Choosing a college baseball squad to follow is rather a useful topic in December and January. Games start for real in February. For all the denial and bargaining being offered online in the cold months, very few people realize the amusement I get from people claiming to crave baseball, yet being scarcely willing to acknowledge anything but MLB. Following the Arkansas Razorbacks for a month would provide some substantive baseball, and a chance to learn about some potential future Cubs.
Due to the Cubs’ middling 2019 campaign, they select 16th in June's amateur draft. If you dig college hitters, two at the top of the Hogs daily lineup may be scrutinized regularly for the spot, and they're very different types of players. Heston Kjerstad is a heart-of-the-order mashing corner outfielder, and Casey Martin is a leadoff-type hitter with gusto on the basepaths.
In their freshman season, the Hogs reached the finals. Last season, they reached Omaha again, but lost both games. Martin, a third baseman/shortstop had an OPS of .915 in the 2019 season, going 10-for-12 in base thievery. Kjerstad, who may get some looks in center this time around, had a .978 OPS. Kjerstad had 16 of the pair's 31 homers.
Here, I derail myself to debate a topic. The baseball draft continues to be called a crapshoot by many. I still call that a rubbish assessment. It revolves around a hard ten.
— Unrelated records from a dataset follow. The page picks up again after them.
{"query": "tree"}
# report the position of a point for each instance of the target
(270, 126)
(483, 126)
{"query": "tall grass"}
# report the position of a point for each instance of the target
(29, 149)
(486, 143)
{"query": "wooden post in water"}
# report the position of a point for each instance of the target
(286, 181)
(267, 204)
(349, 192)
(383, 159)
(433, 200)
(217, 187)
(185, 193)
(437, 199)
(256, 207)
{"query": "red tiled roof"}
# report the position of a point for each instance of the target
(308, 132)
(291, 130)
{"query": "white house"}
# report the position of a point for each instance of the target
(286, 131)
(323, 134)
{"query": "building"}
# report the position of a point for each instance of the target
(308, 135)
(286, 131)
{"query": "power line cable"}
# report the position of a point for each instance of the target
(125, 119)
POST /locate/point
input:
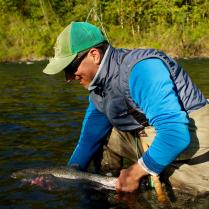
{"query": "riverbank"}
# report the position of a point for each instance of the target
(28, 29)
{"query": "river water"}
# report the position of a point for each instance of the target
(40, 120)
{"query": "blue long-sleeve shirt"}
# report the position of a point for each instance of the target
(153, 90)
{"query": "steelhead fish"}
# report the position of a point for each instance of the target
(69, 173)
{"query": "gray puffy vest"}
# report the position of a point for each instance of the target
(111, 94)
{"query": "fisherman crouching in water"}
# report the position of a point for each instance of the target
(142, 107)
A "hard ten" in craps is a pair of fives. A hard eight is a pair of fours. Et cetera. Nobody in their right mind would gamble on so horrible of a wager as a one-in-36 likelihood unless they received a premium for the wager. There is one, but a "hard ten" is still a weak likelihood. Yet, people who are actual craps shooters bet on hard tend every day.
In the baseball draft, players like Martin and Kjerstad will come off the board early. Very likely, in the first round or so. Why? Is it because the rules of the baseball draft rewards fans of teams who select lousy talent early with better payouts? No. They'll go early because they're the best players on a coin-flip to return to Omaha. The guys who OPS .511 in the SEC or have 6+ ERAs? The hard tens? They don't get drafted.
Fangraphs has both Martin and Kjerstad in their top 30. Neither are currently top sixteen. Literally, either could be announced at 16. As to which is the better selection as of today? I buy Kjerstad's power a bit more. On the other hand, if Martin is South Bend's leadoff guy in August, I doubt I'll complain.
The angst over the Cubs draft/develop brings about a curious dilemma. If you're complaining, and doing so as a back seat driver, you add nothing to the knowledge base. Not a thing. With a mild bit of effort, you can watch 2019 Arkansas games today. Instead of posting how much you miss baseball, you can literally watch games that include two guys that could be Cubs prospects in seven months. Watch two full at-bats from Martin and Kjerstad, and you're already in the ninetieth percentile of Cubs draft knowledge. Go to YouTube, and search for "Arkansas 2019 baseball" during a time you might have watched a Bowl game, and you know more about baseball. Tell us if you liked what you saw. Here’s a sample, some video of Kjerstad taking BP and hitting in an NCAA game last June:
The Hogs are not just Kjerstad and Martin. 2019 sophomore Matt Goodheart exploded onto the SEC from obscurity to an OPS of .985 last season. He'll be a good pro, likely, as well. They lost quite a bit before the season to the pros and graduation, but they'll hit. And have pitchers throwing 94-plus.
Arkansas would be a nice primary college baseball follow for all the cool reasons. Two likely first rounders. Highly ranked pre-season. Veteran coaches that are good at reaching Omaha. And a cool crown for anyone who hits a homer. The pitching will be useful enough, as well. Arkansas is on my short-list of recommended college baseball follows regardless. Martin and Kjerstad make it an even easier call. Two for the price of one. Even a better deal than a hard ten.